After two decades of searching, only about 28 percent of the estimated total number of NEOs bigger than 140 meters across have been found and tracked. That's far short of the 90 percent that US Congress directed NASA to get a handle on by 2020, and it leaves a global blind spot of more than 9,000 potential extinction-level threats that we could potentially do something about if we gave ourselves enough warning.

To give you a sense of the scale of the problem, here's a NASA chart showing the orbits of currently known, potentially dangerous asteroids with orbits that bring them close to Earth. The outer ring is Jupiter, and this chart only represents the small percentage of these objects we're currently able to track.

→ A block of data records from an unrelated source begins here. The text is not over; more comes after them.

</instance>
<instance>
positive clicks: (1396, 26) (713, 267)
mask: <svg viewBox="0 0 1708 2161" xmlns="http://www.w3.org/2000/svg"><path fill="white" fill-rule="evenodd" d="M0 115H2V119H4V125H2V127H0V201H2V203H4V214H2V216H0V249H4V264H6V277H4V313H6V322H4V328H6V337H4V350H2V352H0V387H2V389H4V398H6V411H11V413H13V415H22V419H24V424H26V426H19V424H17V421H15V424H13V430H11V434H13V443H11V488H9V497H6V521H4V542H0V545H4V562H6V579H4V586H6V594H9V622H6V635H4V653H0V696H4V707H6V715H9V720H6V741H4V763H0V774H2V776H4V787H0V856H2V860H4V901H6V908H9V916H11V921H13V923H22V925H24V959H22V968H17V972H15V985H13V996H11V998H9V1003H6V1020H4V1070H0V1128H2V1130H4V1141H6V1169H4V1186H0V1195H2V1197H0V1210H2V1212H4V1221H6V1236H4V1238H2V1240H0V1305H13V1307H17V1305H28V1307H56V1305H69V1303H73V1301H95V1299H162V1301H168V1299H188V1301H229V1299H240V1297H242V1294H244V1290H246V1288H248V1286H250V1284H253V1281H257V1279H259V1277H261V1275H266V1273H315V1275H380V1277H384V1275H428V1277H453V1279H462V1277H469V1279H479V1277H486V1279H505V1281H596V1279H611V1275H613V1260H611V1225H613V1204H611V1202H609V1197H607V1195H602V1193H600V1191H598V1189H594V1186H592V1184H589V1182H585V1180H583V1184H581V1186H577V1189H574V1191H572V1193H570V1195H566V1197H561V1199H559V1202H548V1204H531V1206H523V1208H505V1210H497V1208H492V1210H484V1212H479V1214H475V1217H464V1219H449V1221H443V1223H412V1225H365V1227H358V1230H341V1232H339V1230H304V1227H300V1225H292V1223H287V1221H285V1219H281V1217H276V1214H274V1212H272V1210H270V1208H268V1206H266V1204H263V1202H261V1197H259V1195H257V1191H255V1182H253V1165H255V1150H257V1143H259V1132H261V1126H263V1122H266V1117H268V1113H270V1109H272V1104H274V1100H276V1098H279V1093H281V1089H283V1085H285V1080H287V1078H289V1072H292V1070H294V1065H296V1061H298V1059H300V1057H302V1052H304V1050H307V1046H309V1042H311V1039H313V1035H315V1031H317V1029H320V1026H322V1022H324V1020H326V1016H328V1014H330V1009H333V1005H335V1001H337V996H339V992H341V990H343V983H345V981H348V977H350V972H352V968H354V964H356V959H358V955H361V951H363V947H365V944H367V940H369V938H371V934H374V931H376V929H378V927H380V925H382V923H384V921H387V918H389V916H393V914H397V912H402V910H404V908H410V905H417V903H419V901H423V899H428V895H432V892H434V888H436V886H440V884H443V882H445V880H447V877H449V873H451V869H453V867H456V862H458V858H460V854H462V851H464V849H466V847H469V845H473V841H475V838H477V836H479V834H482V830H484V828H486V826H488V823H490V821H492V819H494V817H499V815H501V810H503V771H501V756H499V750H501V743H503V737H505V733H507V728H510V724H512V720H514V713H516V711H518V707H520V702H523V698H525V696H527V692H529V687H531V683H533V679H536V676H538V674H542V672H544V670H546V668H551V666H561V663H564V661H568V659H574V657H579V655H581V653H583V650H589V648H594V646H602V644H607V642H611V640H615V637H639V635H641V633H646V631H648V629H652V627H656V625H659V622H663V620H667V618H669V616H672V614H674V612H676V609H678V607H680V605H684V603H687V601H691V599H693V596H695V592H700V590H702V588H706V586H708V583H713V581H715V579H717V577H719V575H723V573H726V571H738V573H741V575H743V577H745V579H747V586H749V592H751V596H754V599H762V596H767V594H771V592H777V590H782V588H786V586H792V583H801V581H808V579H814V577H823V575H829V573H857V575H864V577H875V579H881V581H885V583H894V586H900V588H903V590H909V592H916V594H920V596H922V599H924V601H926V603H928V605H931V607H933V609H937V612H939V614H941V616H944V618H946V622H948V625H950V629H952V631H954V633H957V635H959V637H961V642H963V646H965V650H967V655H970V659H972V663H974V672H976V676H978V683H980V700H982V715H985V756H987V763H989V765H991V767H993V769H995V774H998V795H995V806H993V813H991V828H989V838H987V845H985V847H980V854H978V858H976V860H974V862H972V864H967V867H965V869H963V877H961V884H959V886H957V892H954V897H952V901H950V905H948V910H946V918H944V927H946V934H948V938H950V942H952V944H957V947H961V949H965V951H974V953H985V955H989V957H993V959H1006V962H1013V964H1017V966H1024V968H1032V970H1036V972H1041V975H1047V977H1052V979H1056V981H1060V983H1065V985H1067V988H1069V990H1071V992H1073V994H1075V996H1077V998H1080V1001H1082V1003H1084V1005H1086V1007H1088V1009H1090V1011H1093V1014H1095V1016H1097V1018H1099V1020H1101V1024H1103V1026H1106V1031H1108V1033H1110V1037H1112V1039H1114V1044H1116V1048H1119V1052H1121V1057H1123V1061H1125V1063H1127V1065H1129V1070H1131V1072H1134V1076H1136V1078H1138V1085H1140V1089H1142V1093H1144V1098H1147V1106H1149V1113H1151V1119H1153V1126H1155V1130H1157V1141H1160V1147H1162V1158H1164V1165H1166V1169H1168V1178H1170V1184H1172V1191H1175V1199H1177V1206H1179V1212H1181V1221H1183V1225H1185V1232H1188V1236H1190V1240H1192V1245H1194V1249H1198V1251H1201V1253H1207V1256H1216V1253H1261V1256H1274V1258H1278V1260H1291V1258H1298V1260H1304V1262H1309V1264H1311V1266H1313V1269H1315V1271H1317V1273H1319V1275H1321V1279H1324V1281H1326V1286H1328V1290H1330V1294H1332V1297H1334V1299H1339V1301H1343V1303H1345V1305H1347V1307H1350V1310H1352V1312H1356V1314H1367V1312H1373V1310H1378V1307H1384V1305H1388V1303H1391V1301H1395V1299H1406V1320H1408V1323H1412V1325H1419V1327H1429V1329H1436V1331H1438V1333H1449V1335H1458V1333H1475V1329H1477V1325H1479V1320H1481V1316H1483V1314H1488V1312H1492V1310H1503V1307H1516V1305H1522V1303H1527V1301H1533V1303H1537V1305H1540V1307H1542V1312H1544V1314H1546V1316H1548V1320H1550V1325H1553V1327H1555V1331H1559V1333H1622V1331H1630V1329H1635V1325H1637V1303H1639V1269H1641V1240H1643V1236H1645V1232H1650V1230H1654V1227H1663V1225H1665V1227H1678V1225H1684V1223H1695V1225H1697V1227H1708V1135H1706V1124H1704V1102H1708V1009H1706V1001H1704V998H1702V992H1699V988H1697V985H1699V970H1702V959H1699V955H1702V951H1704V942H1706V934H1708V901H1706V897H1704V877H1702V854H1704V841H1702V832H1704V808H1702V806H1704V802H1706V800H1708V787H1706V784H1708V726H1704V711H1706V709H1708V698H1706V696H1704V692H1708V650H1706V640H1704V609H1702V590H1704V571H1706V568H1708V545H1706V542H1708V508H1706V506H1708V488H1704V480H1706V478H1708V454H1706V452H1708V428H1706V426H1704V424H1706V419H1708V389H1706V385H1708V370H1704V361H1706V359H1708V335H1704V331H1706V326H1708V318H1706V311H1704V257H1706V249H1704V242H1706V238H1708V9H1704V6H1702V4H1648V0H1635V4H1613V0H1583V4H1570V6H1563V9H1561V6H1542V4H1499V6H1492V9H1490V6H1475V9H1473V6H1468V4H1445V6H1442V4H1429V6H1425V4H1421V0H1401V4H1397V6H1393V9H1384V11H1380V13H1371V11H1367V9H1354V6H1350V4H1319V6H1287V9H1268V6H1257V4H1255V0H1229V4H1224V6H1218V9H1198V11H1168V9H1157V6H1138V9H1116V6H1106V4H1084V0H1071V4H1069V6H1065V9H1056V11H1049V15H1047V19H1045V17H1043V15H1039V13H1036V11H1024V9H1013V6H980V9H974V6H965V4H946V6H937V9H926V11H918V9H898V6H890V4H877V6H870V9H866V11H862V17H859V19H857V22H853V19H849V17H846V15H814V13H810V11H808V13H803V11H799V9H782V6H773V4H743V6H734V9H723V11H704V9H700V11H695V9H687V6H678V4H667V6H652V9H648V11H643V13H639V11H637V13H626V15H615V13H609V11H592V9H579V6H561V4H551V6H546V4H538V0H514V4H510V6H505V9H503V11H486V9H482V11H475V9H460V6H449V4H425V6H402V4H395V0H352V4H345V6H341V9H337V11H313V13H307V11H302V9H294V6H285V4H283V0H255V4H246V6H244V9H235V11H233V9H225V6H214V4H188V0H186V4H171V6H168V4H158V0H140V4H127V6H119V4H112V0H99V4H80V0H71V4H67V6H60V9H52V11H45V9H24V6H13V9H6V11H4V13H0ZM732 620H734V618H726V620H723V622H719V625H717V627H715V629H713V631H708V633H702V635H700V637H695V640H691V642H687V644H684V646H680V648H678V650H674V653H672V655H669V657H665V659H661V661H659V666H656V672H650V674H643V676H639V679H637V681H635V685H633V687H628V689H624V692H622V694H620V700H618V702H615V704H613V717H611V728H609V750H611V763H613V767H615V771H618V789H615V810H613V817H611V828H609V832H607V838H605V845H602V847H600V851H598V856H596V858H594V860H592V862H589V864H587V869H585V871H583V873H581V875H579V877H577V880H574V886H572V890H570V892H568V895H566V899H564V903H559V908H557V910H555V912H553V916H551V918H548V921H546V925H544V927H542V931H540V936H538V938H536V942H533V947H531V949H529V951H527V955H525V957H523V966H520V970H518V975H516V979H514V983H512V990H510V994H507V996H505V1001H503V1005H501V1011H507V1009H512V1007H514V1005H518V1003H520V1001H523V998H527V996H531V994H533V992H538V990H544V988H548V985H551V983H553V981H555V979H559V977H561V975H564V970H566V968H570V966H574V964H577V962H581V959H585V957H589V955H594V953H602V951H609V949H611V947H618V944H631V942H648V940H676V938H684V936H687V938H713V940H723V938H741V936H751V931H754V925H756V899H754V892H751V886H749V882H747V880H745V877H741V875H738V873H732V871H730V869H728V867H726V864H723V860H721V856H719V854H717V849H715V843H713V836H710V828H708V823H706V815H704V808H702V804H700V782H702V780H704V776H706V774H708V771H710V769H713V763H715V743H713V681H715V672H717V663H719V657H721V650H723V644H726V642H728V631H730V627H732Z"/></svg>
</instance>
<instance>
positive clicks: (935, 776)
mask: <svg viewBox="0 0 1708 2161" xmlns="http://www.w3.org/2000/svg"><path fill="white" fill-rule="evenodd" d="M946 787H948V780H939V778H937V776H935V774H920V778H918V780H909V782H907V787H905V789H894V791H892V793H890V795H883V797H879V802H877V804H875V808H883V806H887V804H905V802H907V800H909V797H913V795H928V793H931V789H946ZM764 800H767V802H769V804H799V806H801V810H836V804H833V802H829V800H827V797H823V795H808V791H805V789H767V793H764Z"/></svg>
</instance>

In December 2016, the US White House released its National NEO Preparedness Strategy, a curt 19-page document showing that it understands the problematic potential of NEOs and is working toward addressing it, albeit at the speed of politics.

It details seven strategic goals:

  1. Enhance NEO detection and tracking capabilities.
  2. Develop methods for deflecting or disrupting incoming asteroids.
  3. Improve modeling and predictions capabilities.
  4. Develop emergency procedures for NEO impact scenarios.
  5. Establish impact response and recovery procedures.
  6. Leverage and support international co-operation.
  7. Establish co-ordination and communication protocols and thresholds for taking action.

Certainly the most urgent aspects would appear to be the first two. In this regard the paper suggests one way to greatly speed up the detection, tracking and categorization of the missing NEOs would be to build a space-based observatory – an exciting possibility for astronomers in and of itself.

In terms of dealing with imminent asteroid collisions, the paper suggests starting out with a fast-response reconnaisance craft that could send back critical information on an approaching NEO's composition, mass and structure to help with decision-making on what the next step should be.

At this point, assuming we've got the time to act, the next step would be to decide whether to try to deflect it, using a "kinetic impactor" that could use fast gravity slingshots and orbital transfers to build up speed and knock the thing off course like a pool ball. This would require very precise aim, as well as high-acceleration maneuvering capability to make sure of a direct hit on a very small, fast-moving target.

For bigger objects or ones that are detected with little time to spare, a "disruption" technique might be the best hope of disaster mitigation. This is an effort to break the asteroid into smaller pieces that might do less harm when they hit.

Either of these ideas will require gigantic amounts of energy, as well as a huge planning, construction and co-ordination effort.

This is obviously a tricky problem in terms of funding. The potential consequences of a decent sized asteroid hit are enormous ... just ask the dinosaurs, who, it's believed, were wiped out by a 10-kilometer wide rock impact that, according to a report by NPR, briefly made the Earth's surface act like a liquid, flinging up a "splash" of rock from as much as six miles below the surface.

On the other hand, the chances of it happening in a given political term are very low. So it's good to know the folks in charge are at least taking this sort of thing seriously.